And that brings us to the idiom we are going to go over today, spread the word. It’s what some of my users have been doing, and I hope that they will continue to do. And I’m inviting everyone who uses my website to spread the word about Rachel’s English because in 2011 I would love to quit my job and have Rachel’s English be what I do. Period. The only thing I give my time to work-wise. So let’s go over the idiom to spread the word. It means not just to tell one person, but to tell many people. For example, I’m having a party tonight, spread the word. That doesn’t mean tell John and Mary, it means tell everyone you know.
Another example sentence: Thanks for using Rachel’s English, and thanks for helping to spread the word. As I said a lot of people have already told me that they’ve done this. If they’re a teacher perhaps they’ve used it in their classroom, told students. A student, maybe they’ve told fellow students, their teachers, friends and family, some people have posted it to their friends on Facebook. It’s all so helpful in spreading the word, and I thank you for it.
Now, how to pronounce spread the word. It begins with the SPR consonant cluster, and you do go through all three of those sounds: ss, pp, rr. Spr-, spr-, spre-. Opens into the ‘eh’ as in ‘bed’ vowel, spre-, dd. The tongue comes up for the D: spread, the. Voiced TH sound and the schwa, it’s an unaccented syllable. Spread the, spread the, word.

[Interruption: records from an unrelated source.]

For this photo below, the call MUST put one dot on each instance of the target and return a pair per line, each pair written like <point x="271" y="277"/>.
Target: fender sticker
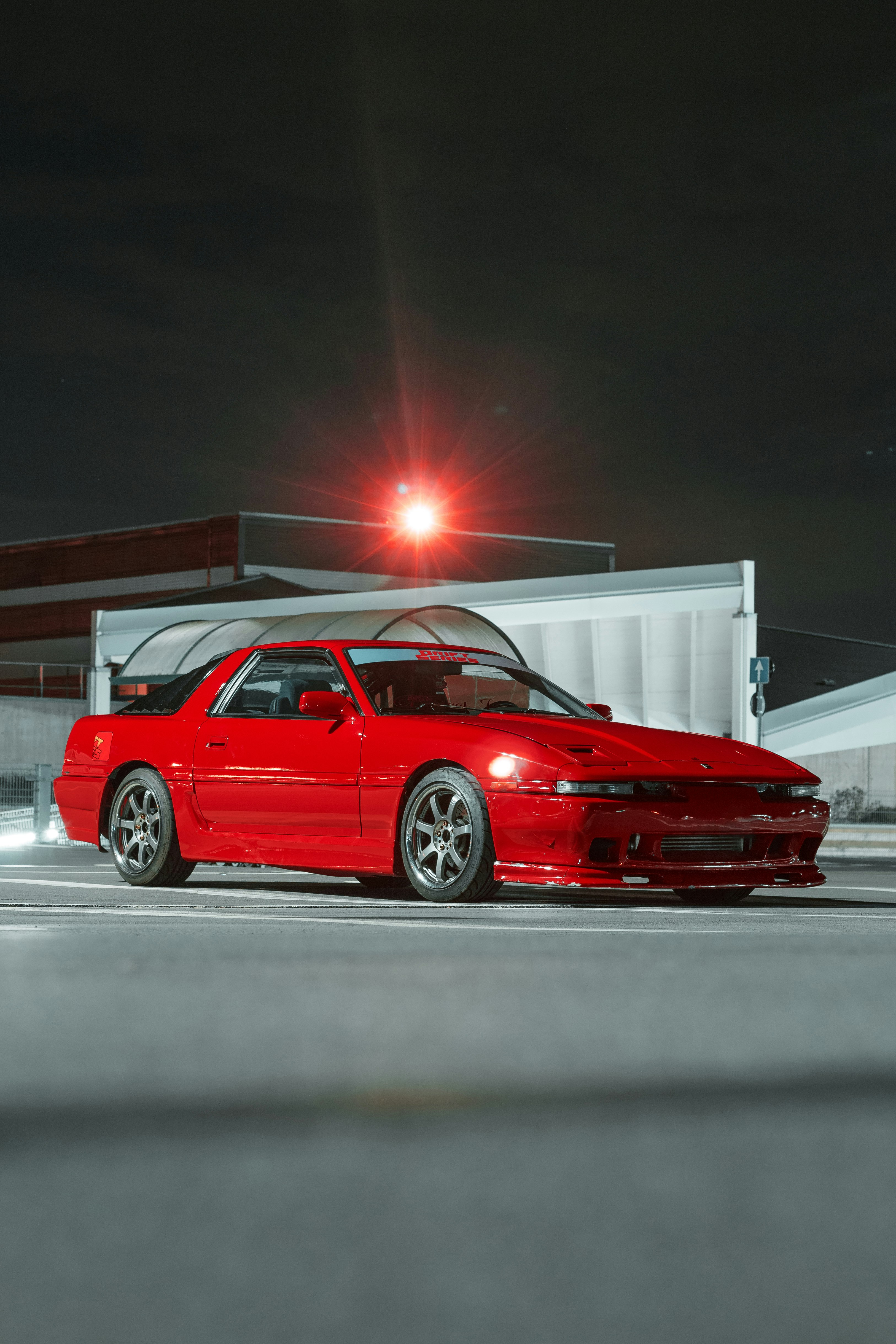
<point x="101" y="746"/>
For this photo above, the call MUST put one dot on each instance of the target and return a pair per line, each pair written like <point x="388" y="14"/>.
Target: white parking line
<point x="459" y="925"/>
<point x="829" y="888"/>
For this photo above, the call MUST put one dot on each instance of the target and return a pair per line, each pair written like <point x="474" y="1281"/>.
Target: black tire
<point x="459" y="863"/>
<point x="382" y="880"/>
<point x="712" y="896"/>
<point x="143" y="834"/>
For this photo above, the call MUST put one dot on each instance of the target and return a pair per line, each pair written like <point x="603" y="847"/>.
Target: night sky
<point x="612" y="272"/>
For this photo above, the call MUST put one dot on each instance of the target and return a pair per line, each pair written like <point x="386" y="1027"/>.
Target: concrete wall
<point x="872" y="769"/>
<point x="36" y="732"/>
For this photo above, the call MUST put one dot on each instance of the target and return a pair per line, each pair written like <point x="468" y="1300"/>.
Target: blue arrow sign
<point x="760" y="671"/>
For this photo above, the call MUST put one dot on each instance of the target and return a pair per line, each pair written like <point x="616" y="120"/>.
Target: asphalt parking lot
<point x="269" y="1107"/>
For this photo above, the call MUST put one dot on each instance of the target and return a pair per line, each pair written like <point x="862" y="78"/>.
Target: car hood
<point x="589" y="742"/>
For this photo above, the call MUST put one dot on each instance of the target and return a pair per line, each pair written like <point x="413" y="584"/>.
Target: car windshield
<point x="432" y="681"/>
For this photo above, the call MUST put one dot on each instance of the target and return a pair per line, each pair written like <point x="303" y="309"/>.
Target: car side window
<point x="275" y="685"/>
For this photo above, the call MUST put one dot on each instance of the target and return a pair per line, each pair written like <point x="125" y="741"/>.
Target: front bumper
<point x="677" y="877"/>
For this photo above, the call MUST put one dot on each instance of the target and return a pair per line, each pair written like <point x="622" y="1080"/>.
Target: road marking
<point x="892" y="890"/>
<point x="338" y="921"/>
<point x="459" y="925"/>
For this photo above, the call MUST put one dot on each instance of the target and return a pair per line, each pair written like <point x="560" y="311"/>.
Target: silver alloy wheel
<point x="136" y="827"/>
<point x="440" y="835"/>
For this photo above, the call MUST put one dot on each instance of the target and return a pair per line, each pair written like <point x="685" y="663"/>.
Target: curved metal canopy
<point x="189" y="644"/>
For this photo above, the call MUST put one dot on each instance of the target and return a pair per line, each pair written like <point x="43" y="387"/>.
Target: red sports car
<point x="443" y="769"/>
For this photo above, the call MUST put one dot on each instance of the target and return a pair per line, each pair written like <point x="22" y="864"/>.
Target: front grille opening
<point x="604" y="850"/>
<point x="674" y="847"/>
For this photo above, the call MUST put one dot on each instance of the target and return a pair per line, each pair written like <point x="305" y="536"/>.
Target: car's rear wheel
<point x="712" y="896"/>
<point x="446" y="839"/>
<point x="143" y="835"/>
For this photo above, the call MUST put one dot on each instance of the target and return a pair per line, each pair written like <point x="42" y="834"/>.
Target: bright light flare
<point x="17" y="838"/>
<point x="502" y="768"/>
<point x="420" y="519"/>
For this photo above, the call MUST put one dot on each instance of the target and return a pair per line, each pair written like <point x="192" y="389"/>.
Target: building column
<point x="745" y="726"/>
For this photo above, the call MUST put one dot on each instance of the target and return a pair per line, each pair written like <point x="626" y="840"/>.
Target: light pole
<point x="760" y="673"/>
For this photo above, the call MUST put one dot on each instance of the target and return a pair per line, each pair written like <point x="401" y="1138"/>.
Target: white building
<point x="668" y="648"/>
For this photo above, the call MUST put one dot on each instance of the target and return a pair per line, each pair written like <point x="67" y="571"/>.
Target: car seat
<point x="291" y="691"/>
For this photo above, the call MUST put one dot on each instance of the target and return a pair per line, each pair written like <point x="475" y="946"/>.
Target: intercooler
<point x="675" y="846"/>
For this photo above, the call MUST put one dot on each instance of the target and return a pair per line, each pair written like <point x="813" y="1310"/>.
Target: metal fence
<point x="858" y="807"/>
<point x="45" y="681"/>
<point x="27" y="810"/>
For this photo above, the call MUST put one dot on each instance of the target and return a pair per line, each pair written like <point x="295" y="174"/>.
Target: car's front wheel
<point x="712" y="896"/>
<point x="143" y="835"/>
<point x="446" y="839"/>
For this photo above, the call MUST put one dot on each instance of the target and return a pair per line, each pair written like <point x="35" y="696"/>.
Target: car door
<point x="262" y="768"/>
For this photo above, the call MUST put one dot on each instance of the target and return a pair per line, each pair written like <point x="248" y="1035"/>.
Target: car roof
<point x="386" y="644"/>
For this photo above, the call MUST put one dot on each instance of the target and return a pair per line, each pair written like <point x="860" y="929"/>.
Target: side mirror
<point x="324" y="705"/>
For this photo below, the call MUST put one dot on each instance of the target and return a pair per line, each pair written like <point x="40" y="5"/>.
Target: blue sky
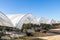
<point x="38" y="8"/>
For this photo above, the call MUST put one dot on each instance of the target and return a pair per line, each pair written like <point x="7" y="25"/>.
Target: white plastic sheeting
<point x="28" y="18"/>
<point x="4" y="20"/>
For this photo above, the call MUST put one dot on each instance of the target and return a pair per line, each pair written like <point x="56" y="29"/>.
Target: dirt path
<point x="54" y="37"/>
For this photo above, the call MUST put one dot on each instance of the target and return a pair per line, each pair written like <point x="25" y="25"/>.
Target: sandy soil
<point x="56" y="37"/>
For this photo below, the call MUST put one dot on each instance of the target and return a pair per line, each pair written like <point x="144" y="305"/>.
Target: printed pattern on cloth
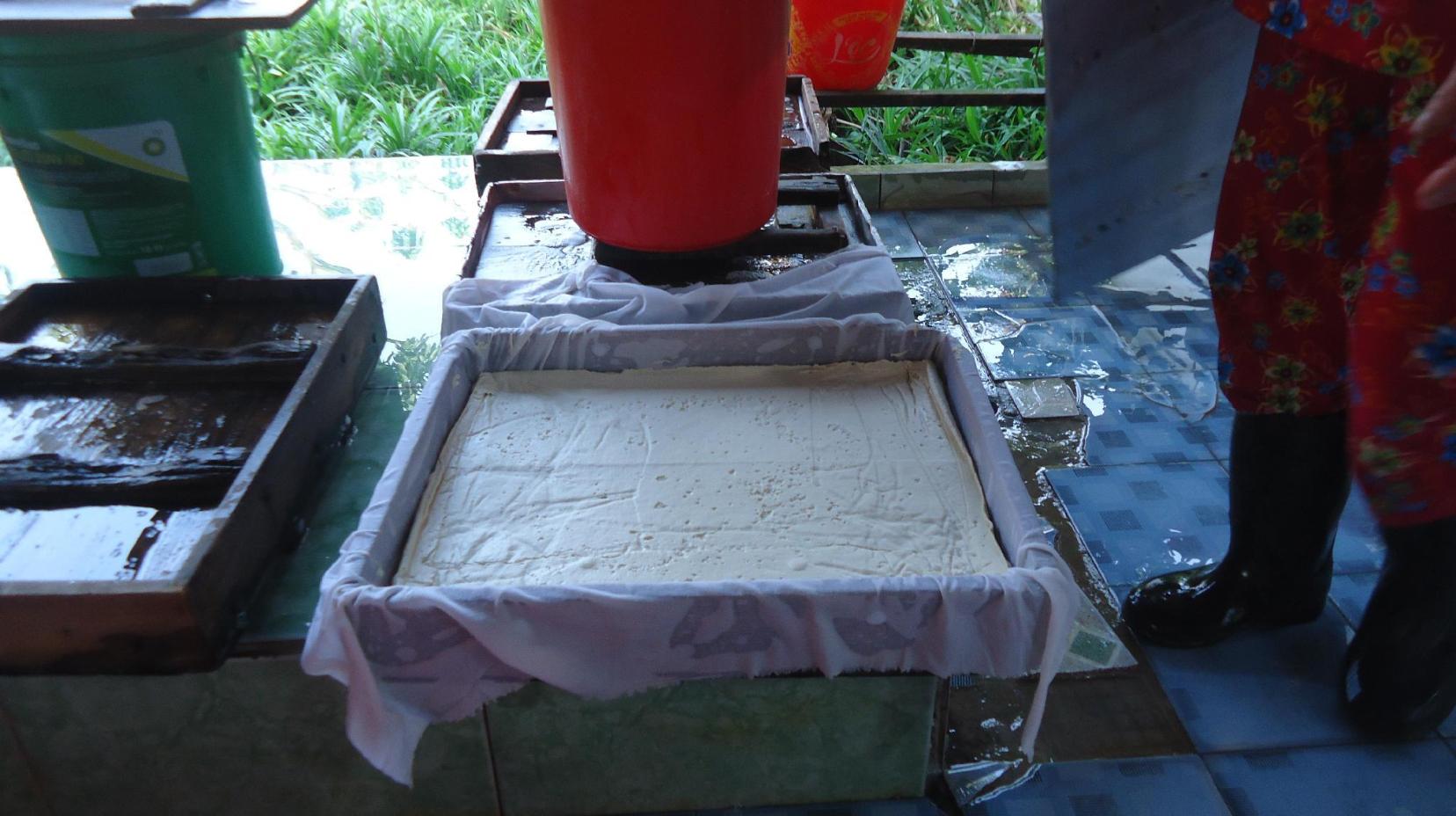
<point x="1331" y="288"/>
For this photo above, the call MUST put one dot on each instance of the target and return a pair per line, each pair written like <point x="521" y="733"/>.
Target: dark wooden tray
<point x="157" y="439"/>
<point x="524" y="230"/>
<point x="519" y="140"/>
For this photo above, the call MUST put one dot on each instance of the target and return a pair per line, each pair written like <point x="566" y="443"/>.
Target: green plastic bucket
<point x="137" y="153"/>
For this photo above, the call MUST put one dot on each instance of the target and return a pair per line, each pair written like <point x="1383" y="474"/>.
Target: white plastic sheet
<point x="417" y="654"/>
<point x="859" y="280"/>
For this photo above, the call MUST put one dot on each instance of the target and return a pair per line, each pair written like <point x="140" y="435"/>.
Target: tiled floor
<point x="1145" y="487"/>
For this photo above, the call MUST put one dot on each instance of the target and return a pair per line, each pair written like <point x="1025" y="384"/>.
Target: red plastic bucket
<point x="843" y="44"/>
<point x="670" y="117"/>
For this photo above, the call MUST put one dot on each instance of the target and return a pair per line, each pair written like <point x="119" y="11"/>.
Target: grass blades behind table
<point x="890" y="135"/>
<point x="397" y="77"/>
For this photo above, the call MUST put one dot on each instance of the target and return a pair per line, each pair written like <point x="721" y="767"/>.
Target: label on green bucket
<point x="117" y="194"/>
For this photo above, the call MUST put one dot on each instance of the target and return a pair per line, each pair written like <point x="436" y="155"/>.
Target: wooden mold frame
<point x="524" y="115"/>
<point x="819" y="213"/>
<point x="186" y="620"/>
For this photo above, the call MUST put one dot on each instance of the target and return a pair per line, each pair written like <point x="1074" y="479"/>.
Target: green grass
<point x="945" y="135"/>
<point x="397" y="77"/>
<point x="388" y="77"/>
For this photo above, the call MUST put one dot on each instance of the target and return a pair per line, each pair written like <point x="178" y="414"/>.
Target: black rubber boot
<point x="1401" y="667"/>
<point x="1289" y="483"/>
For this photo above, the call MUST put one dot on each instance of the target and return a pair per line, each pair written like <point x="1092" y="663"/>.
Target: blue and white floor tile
<point x="941" y="232"/>
<point x="1358" y="547"/>
<point x="1369" y="780"/>
<point x="1261" y="689"/>
<point x="1129" y="426"/>
<point x="1047" y="343"/>
<point x="1140" y="521"/>
<point x="1168" y="337"/>
<point x="1012" y="274"/>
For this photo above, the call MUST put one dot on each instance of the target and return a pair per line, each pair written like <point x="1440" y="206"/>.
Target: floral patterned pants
<point x="1333" y="290"/>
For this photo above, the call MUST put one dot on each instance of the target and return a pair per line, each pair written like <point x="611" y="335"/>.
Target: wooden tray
<point x="524" y="230"/>
<point x="155" y="441"/>
<point x="519" y="140"/>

The W consonant sound, the R vowel/consonant sound, ww, rr, dd. And the D sound. So the lips start very tight for the W, rr, they open a little bit for that R vowel, wor-, wor-, d. And the tongue, which has been back a bit for the R, wor-d, comes up and the top touches, dd, the roof of the mouth and pulls down to make the D sound. So we’ve got the W consonant, the R vowel/consonant sound, it’s just one sound here, and the D sound. WW, rr, dd. Word. Spread the word. That’s it, and thanks so much for using Rachel’s English.